This is one person’s story; everyone will have unique experiences on their own path to recovery and beyond. Some stories may mention eating disorder thoughts, behaviors, or symptom use. Please use your own discretion. And speak with your therapist when needed.
By Dallas Rising, a former The Emily Program client and woman in recovery
I sat cross-legged on my yoga mat, doing my best to explain yoga’s role in my life. Inevitably, thoughts of my eating disorder surfaced. I talked about my relationship with exercise, my unhealthy compulsivity with high-intensity activity, and severe food restriction. My eating disorder treats numbers as fodder for obsession, so health clubs and gyms aren’t safe for me. Our culture recently recognized the self-punishment associated with “thinspiration,” and instead embraced “fitspiration.” Fewer people recognize the danger of fitspiration, although it encourages an equally destructive and punishing mindset. It celebrates those that ignore physical distress in the name of fitness. Both paradigms frame the body as something to conquer, shape, and control.
Some yogis remain preoccupied with fitness and flexibility, ignoring the roots of yoga. Yoga is about cultivation of peace through nonviolence in thought, deed, and word (including to oneself); immaterialism; awareness, and sensitivity. Yoga is a “practice” because each time we arrive on our mat, we practice quieting the mind and turning inward.
I struggled to explain the profound, spontaneous moments of peace I’ve found on my mat, given the degree of pain and conflict in my mind and body. My mentor asked if another way of saying that might be “self-acceptance.”
I was quick to say no.
Self-acceptance seems unattainable and unrealistic for me. This isn’t the truth, of course, but it’s my reality. Not only does it seem impossible, but it’s not even something that inspires me. It’s like a dead end. Passive. It seems like once it’s attained, there’s nothing left. “Acceptance” conjures images of flaws or weaknesses to embrace. It may be a good thing to be able to do that, but it puts the emphasis on some parts and leaves others out.
What I experienced in yoga was more powerful than that. It was an integration of my body, mind, and heart, allowing me to feel whole for just a few moments. There was nothing lacking, nothing wrong, nothing to fix or work on—and a whole lot of possibilities. I felt opportunity.

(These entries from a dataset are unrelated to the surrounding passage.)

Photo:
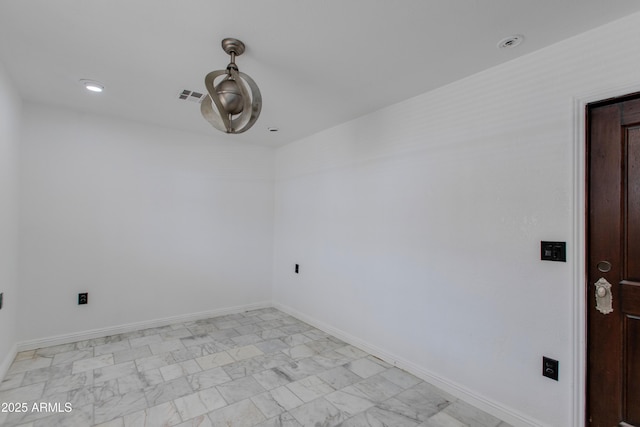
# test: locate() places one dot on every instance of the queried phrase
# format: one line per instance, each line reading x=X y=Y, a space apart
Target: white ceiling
x=318 y=63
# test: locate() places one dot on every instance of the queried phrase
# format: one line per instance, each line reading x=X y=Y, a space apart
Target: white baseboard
x=7 y=361
x=496 y=409
x=120 y=329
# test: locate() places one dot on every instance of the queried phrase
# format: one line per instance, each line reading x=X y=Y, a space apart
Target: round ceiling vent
x=511 y=41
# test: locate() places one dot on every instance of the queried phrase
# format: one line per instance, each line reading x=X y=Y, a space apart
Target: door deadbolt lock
x=604 y=299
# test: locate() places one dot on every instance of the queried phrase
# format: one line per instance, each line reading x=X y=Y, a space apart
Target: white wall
x=417 y=228
x=152 y=222
x=9 y=137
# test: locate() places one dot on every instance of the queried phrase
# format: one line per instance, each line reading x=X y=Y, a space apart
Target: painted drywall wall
x=10 y=105
x=152 y=223
x=417 y=228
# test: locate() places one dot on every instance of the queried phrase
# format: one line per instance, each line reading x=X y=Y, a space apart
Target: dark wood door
x=613 y=254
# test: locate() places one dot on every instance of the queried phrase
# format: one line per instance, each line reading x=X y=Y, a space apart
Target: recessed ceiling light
x=511 y=41
x=92 y=85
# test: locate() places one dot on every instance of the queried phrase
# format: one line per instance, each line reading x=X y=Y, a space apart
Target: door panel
x=613 y=232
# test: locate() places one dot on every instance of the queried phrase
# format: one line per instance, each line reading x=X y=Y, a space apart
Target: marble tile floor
x=261 y=368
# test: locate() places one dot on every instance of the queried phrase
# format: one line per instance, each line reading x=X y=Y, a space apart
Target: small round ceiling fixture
x=92 y=85
x=511 y=41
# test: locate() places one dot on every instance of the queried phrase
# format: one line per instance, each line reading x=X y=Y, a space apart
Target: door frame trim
x=578 y=249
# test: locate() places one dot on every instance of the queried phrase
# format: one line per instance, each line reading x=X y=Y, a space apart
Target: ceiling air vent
x=190 y=95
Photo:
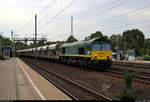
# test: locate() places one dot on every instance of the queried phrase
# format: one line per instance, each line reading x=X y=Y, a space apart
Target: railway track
x=75 y=90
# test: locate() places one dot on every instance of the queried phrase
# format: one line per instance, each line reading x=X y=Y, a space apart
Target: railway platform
x=19 y=82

Self-acceptance is a great concept and the world would transform if people could feel it in their daily lives. It’s just not what lights me up. Integration, on the other hand, feels strong and alive from the inside out. It allows all the parts of me to unify and work together in a supported way. It’s active. A beginning, not an end.

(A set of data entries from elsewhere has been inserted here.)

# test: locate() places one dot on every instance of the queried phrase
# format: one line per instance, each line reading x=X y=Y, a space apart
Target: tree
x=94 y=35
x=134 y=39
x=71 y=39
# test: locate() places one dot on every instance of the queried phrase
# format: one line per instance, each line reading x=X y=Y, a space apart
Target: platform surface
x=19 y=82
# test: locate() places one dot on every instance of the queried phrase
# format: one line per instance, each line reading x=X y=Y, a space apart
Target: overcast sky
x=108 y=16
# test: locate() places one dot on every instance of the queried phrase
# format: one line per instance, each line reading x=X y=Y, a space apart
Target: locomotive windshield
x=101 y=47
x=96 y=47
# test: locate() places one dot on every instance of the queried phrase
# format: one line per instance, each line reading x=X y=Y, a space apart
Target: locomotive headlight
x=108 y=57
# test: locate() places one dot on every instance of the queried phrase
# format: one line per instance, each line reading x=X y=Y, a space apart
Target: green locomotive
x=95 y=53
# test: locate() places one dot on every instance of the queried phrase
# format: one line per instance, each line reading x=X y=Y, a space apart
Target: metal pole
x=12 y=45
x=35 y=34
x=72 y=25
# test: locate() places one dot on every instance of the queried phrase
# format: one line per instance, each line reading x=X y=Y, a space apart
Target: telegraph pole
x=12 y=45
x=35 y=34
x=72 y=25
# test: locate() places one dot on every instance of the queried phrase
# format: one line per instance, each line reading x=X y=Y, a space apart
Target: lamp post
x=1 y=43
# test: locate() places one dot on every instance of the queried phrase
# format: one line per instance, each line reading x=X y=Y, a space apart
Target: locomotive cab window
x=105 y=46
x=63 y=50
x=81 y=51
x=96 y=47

I’m sure it’s no coincidence that a feeling of integration surfaces only while I’m moving and breathing, or sitting still and turning inward after moving and breathing. Those of us that struggle with eating disorders know the dangers of disconnecting the mind from the body. It’s incredible how simply moving and breathing with awareness can heal us. Our bodies and minds want to be integrated. Our work is to get out of their way and let them. Yoga is a lovely tool for playing with that skill.